Dazu muss man wissen, dass es damals drei verschiedene Arten der regulären Freiheitsstrafe gab, die in einem Stufenverhältnis zueinander standen. Acht Monate Zuchthaus (die schwerste Freiheitsstrafe) entsprachen zwölf Monaten Gefängnis und acht Monate Gefängnis entsprachen zwölf Monaten Festungshaft (der leichtesten Verbüßungsart).
Nach diesem Maßstab hätte also auch die Untersuchungshaft umgerechnet werden müssen. Wer sechs Monate U-Haft hinter sich hatte, hätte damit nur vier Monate Gefängnis ausgleichen können. Wurde er gar zu Zuchthaus verurteilt, entsprach diese Haft nur gut zweieinhalb Monaten Freiheitsstrafe.
Eine derartige Umrechnung gestattete § 60 StGB a.F., sah es aber nicht verpflichtend vor. Anders dagegen ab Akzeptanz des Urteils durch den Angeklagten, also sobald er kein Rechtsmittel mehr einlegen kann.
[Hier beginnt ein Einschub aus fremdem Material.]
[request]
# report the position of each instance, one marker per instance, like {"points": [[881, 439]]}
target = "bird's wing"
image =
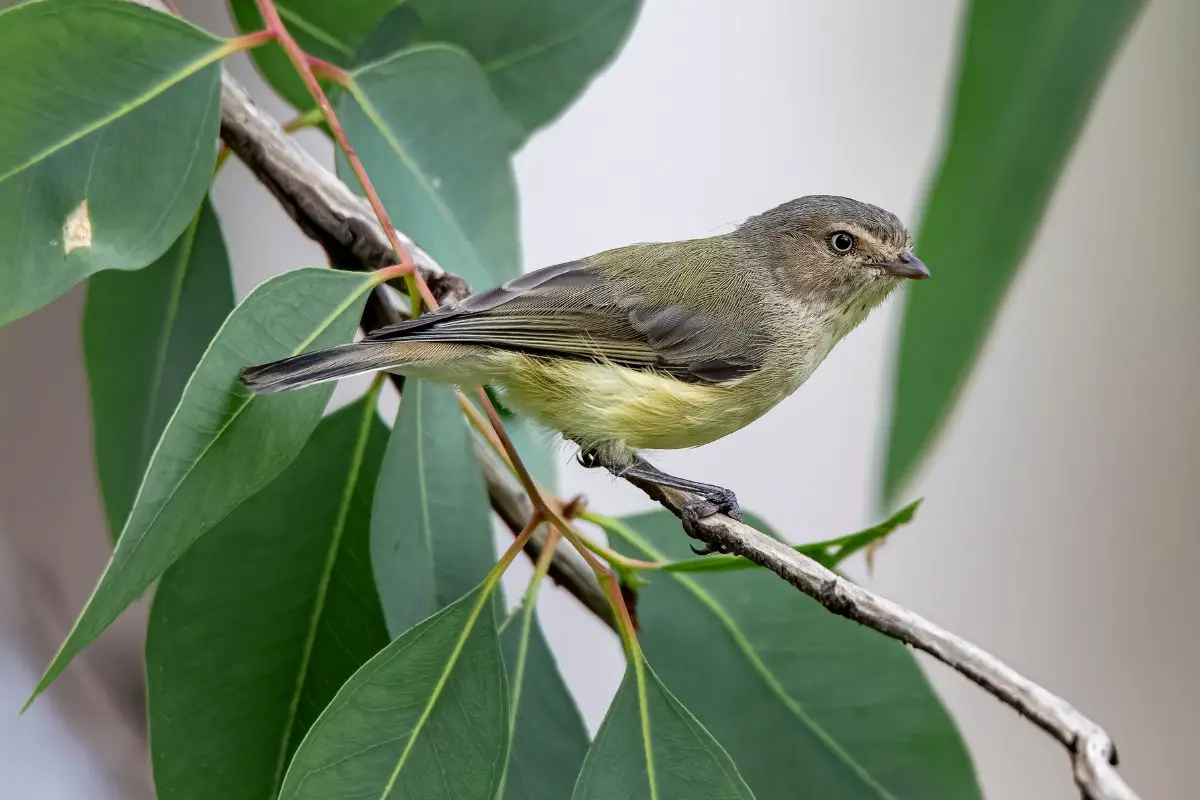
{"points": [[575, 311]]}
Gemäß § 482 StPO musste jede Freiheitsentziehung ab diesem Zeitpunkt „unverkürzt“, also voll angerechnet werden:
Auf die zu vollstreckende Freiheitsstrafe ist unverkürzt diejenige Untersuchungshaft anzurechnen, welche der Angeklagte erlitten hat, seit er auf Einlegung eines Rechtsmittels verzichtet oder das eingelegte Rechtsmittel zurückgenommen hat, oder seitdem die Einlegungsfrist abgelaufen ist, ohne daß er eine Erklärung abgegeben hat.
Diese Vorschrift ist heute praktisch überflüssig, da die Anrechnung ja über § 51 StGB sowieso ungeschmälert erfolgt.